Manuscrit A Folio 45 Verso.
En cette nuit de lumière
commença la troisième période de ma vie, la plus belle de toutes, la plus
remplie des grâces du Ciel. .. En un instant l’ouvrage que je n’avais pu faire
en dix ans, Jésus le fit se contentant de ma bonne volonté qui jamais ne me fit
défaut. Comme ses apôtres, je pouvais Lui dire : “ Seigneur, j’ai
pêché toute la nuit sans rien prendre. ” (NHA 502) (Lc 5,4-10) Plus
miséricordieux encore pour moi qu’Il ne le fut pour ses disciples, Jésus prit
Lui-même le filet, le jeta et le retira rempli de poissons. .. Il fit de moi un
pêcheur d’âmes, je sentis un grand désir de travailler à la conversion des
pécheurs, désir que je n’avais pas senti aussi vivement... je sentis en un mot
la charité entrer dans mon coeur, le besoin de m’oublier pour faire plaisir et
depuis lors je fus heureuse !... Un Dimanche en regardant une photographie
de Notre-Seigneur en Croix, je fus frappée par le sang qui tombait d’une de ses
mains Divines, j’éprouvai une grande peine en pensant que ce sang tombait à
terre sans que personne ne s’empresse de le recueillir, et je résolus de me
tenir en esprit au pied de (la) Croix pour recevoir la Divine rosée qui en
découlait, comprenant qu’il me faudrait ensuite la répandre sur les âmes... Le
cri de Jésus sur la Croix retentissait aussi continuellement dans mon
coeur : “ J’ai soif ! ” (NHA 503) Ces paroles allumaient en
moi une ardeur inconnue et très vive... Je voulais donner à boire à mon
Bien-Aimé et je me sentais moi-même dévorée de la soif des âmes... (Jn 19,28)
Ce n’était pas encore les âmes de prêtres qui m’attiraient, mais celles des
grands pécheurs, je brûlais du désir de les arracher aux flammes éternelles...

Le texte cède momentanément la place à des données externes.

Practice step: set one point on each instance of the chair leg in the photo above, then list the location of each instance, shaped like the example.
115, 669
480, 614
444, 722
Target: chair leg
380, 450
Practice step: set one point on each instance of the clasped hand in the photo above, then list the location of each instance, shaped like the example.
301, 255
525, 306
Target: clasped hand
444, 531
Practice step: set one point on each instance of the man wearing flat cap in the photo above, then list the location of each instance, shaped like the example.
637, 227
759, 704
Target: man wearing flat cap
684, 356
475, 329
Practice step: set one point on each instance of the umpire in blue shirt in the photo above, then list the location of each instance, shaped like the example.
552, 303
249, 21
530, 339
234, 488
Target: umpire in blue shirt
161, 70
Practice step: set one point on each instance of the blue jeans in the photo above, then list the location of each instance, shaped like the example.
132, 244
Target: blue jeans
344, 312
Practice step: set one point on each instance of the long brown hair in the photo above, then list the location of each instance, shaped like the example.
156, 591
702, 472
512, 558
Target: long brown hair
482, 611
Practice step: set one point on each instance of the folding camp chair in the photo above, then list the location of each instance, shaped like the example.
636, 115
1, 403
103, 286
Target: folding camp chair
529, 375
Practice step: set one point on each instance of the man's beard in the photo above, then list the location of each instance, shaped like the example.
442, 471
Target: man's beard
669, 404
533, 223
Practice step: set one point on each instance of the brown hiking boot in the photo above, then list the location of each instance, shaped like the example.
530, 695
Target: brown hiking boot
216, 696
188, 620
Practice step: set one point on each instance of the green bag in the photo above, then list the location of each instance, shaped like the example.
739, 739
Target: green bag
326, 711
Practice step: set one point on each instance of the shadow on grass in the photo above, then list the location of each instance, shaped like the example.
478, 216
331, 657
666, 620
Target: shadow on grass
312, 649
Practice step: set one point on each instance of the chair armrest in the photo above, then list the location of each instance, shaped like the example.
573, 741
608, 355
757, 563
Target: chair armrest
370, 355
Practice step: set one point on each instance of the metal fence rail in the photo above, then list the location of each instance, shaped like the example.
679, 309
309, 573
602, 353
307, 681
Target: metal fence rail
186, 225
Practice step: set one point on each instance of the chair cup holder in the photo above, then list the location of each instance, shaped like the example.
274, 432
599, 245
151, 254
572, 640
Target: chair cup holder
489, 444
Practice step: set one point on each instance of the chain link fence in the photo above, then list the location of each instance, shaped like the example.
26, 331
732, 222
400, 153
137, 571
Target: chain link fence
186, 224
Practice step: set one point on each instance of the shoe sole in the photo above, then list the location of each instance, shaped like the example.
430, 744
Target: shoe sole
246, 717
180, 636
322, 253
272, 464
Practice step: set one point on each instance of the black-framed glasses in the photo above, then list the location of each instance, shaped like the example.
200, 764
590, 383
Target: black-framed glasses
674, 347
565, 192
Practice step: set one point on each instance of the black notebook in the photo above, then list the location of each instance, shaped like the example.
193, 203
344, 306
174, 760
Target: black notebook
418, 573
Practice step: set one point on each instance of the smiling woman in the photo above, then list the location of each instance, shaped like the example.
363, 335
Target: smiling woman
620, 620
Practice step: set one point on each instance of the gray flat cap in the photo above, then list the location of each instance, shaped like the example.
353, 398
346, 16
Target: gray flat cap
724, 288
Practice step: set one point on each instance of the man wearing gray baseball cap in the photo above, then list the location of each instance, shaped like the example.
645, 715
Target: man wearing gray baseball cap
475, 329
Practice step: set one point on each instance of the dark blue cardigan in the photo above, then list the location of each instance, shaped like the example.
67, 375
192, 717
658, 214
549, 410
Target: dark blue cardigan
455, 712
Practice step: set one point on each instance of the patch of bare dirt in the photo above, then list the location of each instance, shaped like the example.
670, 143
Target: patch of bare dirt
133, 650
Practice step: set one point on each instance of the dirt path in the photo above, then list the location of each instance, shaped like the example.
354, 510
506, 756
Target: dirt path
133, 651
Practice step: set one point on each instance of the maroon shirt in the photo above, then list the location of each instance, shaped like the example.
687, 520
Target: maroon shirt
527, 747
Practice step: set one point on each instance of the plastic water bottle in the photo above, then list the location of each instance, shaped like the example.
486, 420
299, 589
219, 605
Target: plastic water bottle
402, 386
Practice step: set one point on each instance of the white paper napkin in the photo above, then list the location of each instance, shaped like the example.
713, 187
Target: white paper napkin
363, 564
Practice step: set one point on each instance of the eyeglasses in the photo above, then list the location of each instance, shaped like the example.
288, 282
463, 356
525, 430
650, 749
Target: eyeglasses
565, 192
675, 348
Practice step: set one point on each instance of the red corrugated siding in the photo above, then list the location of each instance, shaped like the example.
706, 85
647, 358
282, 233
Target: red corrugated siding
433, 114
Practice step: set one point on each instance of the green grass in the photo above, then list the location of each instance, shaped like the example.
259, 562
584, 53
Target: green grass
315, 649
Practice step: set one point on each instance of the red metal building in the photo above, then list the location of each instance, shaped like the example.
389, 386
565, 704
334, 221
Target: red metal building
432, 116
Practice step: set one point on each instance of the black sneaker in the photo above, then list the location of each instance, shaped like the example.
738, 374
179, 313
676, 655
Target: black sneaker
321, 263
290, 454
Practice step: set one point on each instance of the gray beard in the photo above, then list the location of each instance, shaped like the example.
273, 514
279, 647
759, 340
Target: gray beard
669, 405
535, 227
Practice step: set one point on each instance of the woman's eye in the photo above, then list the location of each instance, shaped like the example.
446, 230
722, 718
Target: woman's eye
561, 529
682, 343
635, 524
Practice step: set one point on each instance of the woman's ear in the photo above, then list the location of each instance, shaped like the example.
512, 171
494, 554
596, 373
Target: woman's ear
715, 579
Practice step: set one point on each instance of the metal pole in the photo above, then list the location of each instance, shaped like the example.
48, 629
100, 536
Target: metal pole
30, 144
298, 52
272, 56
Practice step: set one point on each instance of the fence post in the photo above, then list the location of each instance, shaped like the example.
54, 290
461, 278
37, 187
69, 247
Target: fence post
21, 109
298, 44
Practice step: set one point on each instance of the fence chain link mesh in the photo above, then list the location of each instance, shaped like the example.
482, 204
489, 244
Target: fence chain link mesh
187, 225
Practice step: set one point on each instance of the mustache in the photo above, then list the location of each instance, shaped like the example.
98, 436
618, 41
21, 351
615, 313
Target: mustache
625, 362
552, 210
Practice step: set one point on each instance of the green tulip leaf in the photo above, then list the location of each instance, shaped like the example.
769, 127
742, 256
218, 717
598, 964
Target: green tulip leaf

Afin d’exciter mon zèle le Bon Dieu me montra qu’il avait mes désirs pour
agréables. J’entendis parler d’un grand criminel qui venait d’être condamné à
mort pour des crimes horribles (NHA 504) tout portait à croire qu’il mourrait
dans l’impénitence. Je voulus à tout prix l’empêcher de tomber en enfer, afin
d’y parvenir j’employai tous les moyens imaginables ; sentant que de
moi-même je ne pouvais rien, j’offris
Manuscrit A Folio 46 Recto.
au Bon Dieu tous les
mérites infinis de Notre-Seigneur, les trésors de la Sainte Eglise, enfin je
priai Céline de faire dire une messe dans mes intentions, n’osant pas la
demander moi-même dans la crainte d’être obligée d’avouer que c’était pour
Pranzini, Ie grand criminel. Je ne voulais pas non plus le dire à Céline, mais
elle me fit de si tendres et si pressantes questions que je lui confiai mon
secret ; bien loin de se moquer de moi, elle me demanda de m’aider
convertir mon pécheur, j’acceptai avec reconnaissance, car j’aurais voulu que
toutes les créatures s’unissent à moi pour implorer la grâce du coupable. Je
sentais au fond de mon coeur la certitude que nos désirs seraient satisfaits,
mais afin de me donner du courage pour continuer à prier pour les pécheurs, je
dis au Bon Dieu que j’étais bien sûre qu’Il pardonnerait au pauvre malheureux
Pranzini, que je le croirais même s’il ne se confessait pas et ne donnait aucune
parole de repentir, tant j’avais de confiance en la miséricorde infinie de
Jésus, mais que je lui demandais seulement “ un signe ” de repentir
pour ma simple consolation... Ma prière fut exaucée à la lettre ! Malgré
la défense que Papa nous avait faite de lire aucun journal, je ne croyais pas
désobéir en lisant les passages qui parlaient de Pranzini. Le lendemain de son
exécution je trouve sous ma main le journal “ La Croix ”. Je l’ouvre
avec empressement et que vois-je ?... Ah ! mes larmes trahirent muon
émotion et je fus obligée de me cacher... Pranzini ne s’était pas confessé, il
était monté sur l’échafaud et s’apprêtait à passer sa tête dans le lugubre
trou, quand tout à coup, saisi d’une inspiration subite, il se retourne, saisit
un Crucifix que lui présentait le prêtre et baise par trois fois ses plaies
sacrées !... Puis son âme alla recevoir la sentence miséricordieuse de
Celui qui déclare qu’au Ciel il y aura plus de joie pour un seul pécheur qui
fait pénitence que pour quatre-vingt-dix-neuf justes qui n’ont pas besoin de
pénitence !... (NHA 505) (Lc 15,7) J’avais obtenu “ le signe ”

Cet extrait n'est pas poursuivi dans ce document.